Sunday, July 1, 2012

Attempting to predict Mega Millions sales

In the last post, I overviewed the linear least squares method.  Here, we will be using that method to attempt to fit a model to the historical data of Mega Millions jackpots and ticket sales.

As I pointed out before, in order to know if buying a Mega Millions ticket has a positive expected return one needs to know the tickets sold.  That data is only available after the fact.  However, one could attempt to predict the ticket sales based on historical data.  We will do that now.

To begin, I've plotted ticket sales vs jackpot values.  It seems exponential; however, should our independent variable be in the base (`x^2`) or exponent (`e^x`)?  Also, are there any other factors we can find data for that might affect sales?  Our process allows for any number of independent variables (well any number less than the 250 or so data points I'll be using), so we might as well put anything we can think of in there.  The least squares process will minimize factors if they don't have any correlation.

A quick word about the data.  I got the data from the same site I've been using.  In Feb 2010 states became allowed to sell both Mega Millions and Powerball tickets (cross-selling).  Before that there were 12 states selling Megamillions, and after it rose to 35.  Because of that dramatic change in sales, I am only using data from then until now.  Also, a handful of states have been added since then.  That same site also has sales figures for every state, which allowed me to correct for this.  Although I could have done the exact corrections, I just modified each drawing by the average percentage the states added.  I did this because I was too lazy to do it the more thorough way, the percentage of sales was pretty consistent, and the total change ranges from 0% - 3.8% at most.  There are 249 drawings, from Feb 2, 2010 to June 19, 2012 inclusive.

Identifying Variables
The obvious factor is jackpot amount.  We'll represent it as `x_1`.  Another factor that I thought of is simply time.  By this I mean, as time progresses the game becomes more well known and more people play, leading to increased sales.  I'm not too sure how significant this factor would be, but I'll throw it in as `x_2`.  For now we'll go with these two.  There's a few more I can think of to throw in depending on how these two work out.

The next thing to consider is how important these variables are.  More important variables can be used multiple times with different degrees.  Since `x_1` is likely to be very important, we can use it as both `x_1` and `x_1^2`, using a different coefficient for both.  If we felt two factors were interacting with each other we could use something like `(x_1 * x_2)`.

Model 1
I'll begin with a simple model and see how it goes:
`y = beta_0 + beta_1 x_2 + beta_2 x_1 + beta_3 x_1^2`
Where y is ticket sales, `x_1` is jackpot, and `x_2` is drawing number.  Jackpot and ticket sales will be in millions.  Drawing number will be an arbitrary count I made up.  Assigning 1 to the first drawing I have data for, and working up to 249 for the latest.  Hopefully it's clear that since we are going to build the model here it doesn't matter that we are using values in millions or an arbitrary counter, as long as we're consistent.

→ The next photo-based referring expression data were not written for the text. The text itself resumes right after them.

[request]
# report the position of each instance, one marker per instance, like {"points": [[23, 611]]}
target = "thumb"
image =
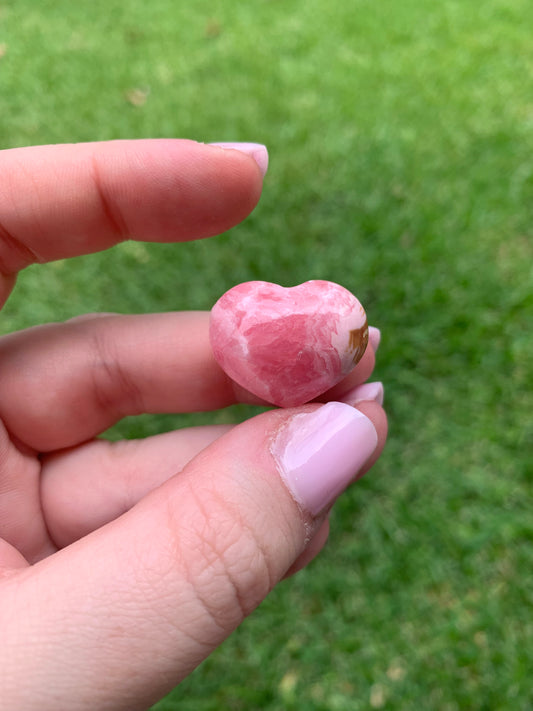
{"points": [[118, 618]]}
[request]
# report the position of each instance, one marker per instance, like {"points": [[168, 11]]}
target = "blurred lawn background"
{"points": [[401, 147]]}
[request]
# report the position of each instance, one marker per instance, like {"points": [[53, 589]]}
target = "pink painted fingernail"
{"points": [[374, 337], [319, 453], [367, 391], [256, 150]]}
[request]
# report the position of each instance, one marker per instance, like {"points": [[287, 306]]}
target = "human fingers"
{"points": [[142, 601], [66, 200], [85, 487], [64, 383]]}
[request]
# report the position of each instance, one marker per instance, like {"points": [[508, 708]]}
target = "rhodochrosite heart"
{"points": [[288, 345]]}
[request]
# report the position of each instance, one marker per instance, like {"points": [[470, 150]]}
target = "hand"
{"points": [[123, 565]]}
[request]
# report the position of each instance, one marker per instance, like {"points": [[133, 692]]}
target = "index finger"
{"points": [[67, 200]]}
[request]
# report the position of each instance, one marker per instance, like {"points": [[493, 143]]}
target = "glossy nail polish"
{"points": [[319, 453]]}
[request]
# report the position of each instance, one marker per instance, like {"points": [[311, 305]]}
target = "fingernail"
{"points": [[367, 391], [256, 150], [319, 453], [374, 337]]}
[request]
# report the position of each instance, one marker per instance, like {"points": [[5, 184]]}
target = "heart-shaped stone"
{"points": [[288, 345]]}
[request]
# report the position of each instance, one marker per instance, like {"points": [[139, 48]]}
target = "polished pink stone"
{"points": [[288, 345]]}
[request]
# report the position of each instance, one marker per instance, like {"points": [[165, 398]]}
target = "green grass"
{"points": [[401, 144]]}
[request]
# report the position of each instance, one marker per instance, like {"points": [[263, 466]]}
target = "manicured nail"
{"points": [[319, 453], [367, 391], [374, 337], [256, 150]]}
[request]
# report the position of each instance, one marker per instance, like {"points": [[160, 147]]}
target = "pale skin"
{"points": [[122, 566]]}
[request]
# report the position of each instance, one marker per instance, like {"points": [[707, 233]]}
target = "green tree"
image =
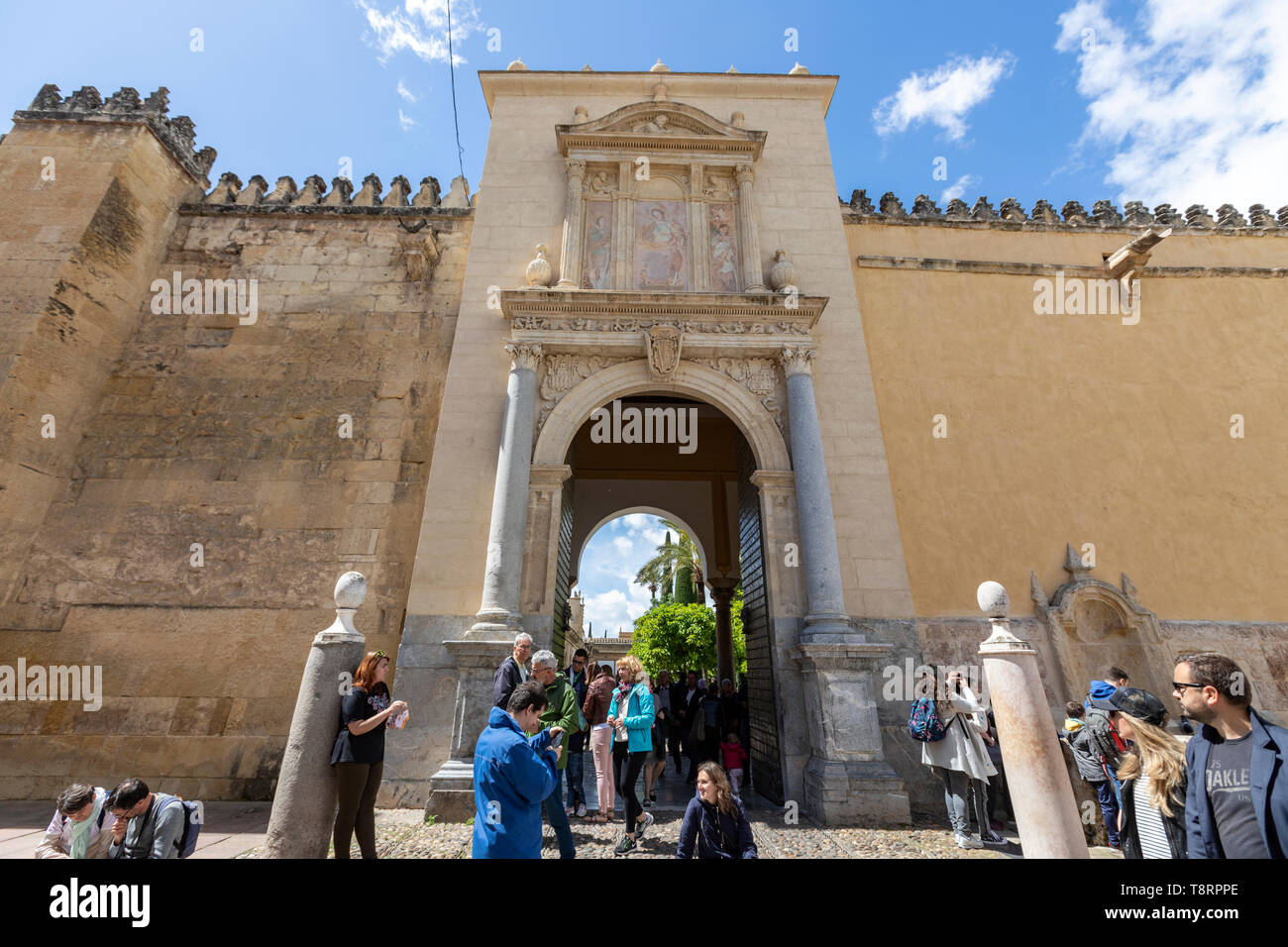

The betas (`beta`) are the variable coefficients we are trying to find with least squares.  Our goal here is to find actual numerical values for them, and then have a formula where we can plug in jackpot and count values and get out a predicted ticket sales.

If you want actual details of what in the world we're doing here, see my previous post.  We use a spreadsheet to find the values of `x_1` and `x_2` and that gives us a matrix 4 wide by 249 long.  We copy and paste that from the spreadsheet to Maple (which does a nice job of understanding it as a matrix).  We get the value of the vector `bb{b}` from the values for `y`, which are the ticket sales.  Pasteing these two into Maple and running the worksheet gives our coefficients:
`beta_0 = 21.46800262,  beta_1 = 0.000282810868,  beta_2 = -0.1019284315,  beta_3 = 0.001671278620`

Therefore, model 1 is:
`y = 21.46800262 + ( 0.000282810868) x_2 - (0.1019284315) x_1 + (0.001671278620) x_1^2`

Evaluating the Model
In addition, Maple tells us that the normal distance between our model and the actual data is 71.46.  If you live in 249 dimensional space it should be easy for you to visualize what this represents.  For those of you still in 3 dimensional space you'll have to visualize an analogy.   Imagine we have a 2 dimensional plane in which all our answers must lie.  Now imagine we draw a line starting on the plane but pointing out into space in some random direction (a vector).  We can then imagine projecting the line onto the plane in order to get the best possible estimate of that line in our allowed plane.  If you are still visualizing this, there is now a right triangle drawn between the real line, and the projected line.  The distance between the two endpoints (one out in space, and one on our plane) is the third side to the triangle, and it is also the normal distance between the two lines.  This can be thought of as the error between the actual line and our projected 'line model'.  It should be clear that of all the infinite lines we could draw in the plane, and the resulting distance given by them, the one with the smallest distance is the best.

This picture, which I stole from here, arguably does a better job of explaining this than my drunken ramblings.  Here the real line is `bb{b}` (blue), the projection is `tt{proj}_w bb{b}` (yellow) and the normal distance is `bb{b}-tt{proj}_w bb{b}`.  And hopefully to help tie this to the concrete real world example, note that `bb{b}` is our vector containing all the previous ticket sales.  It is 249 dimensions; However, we need it to fit into only 4 dimensions as that is all the unknowns in our model.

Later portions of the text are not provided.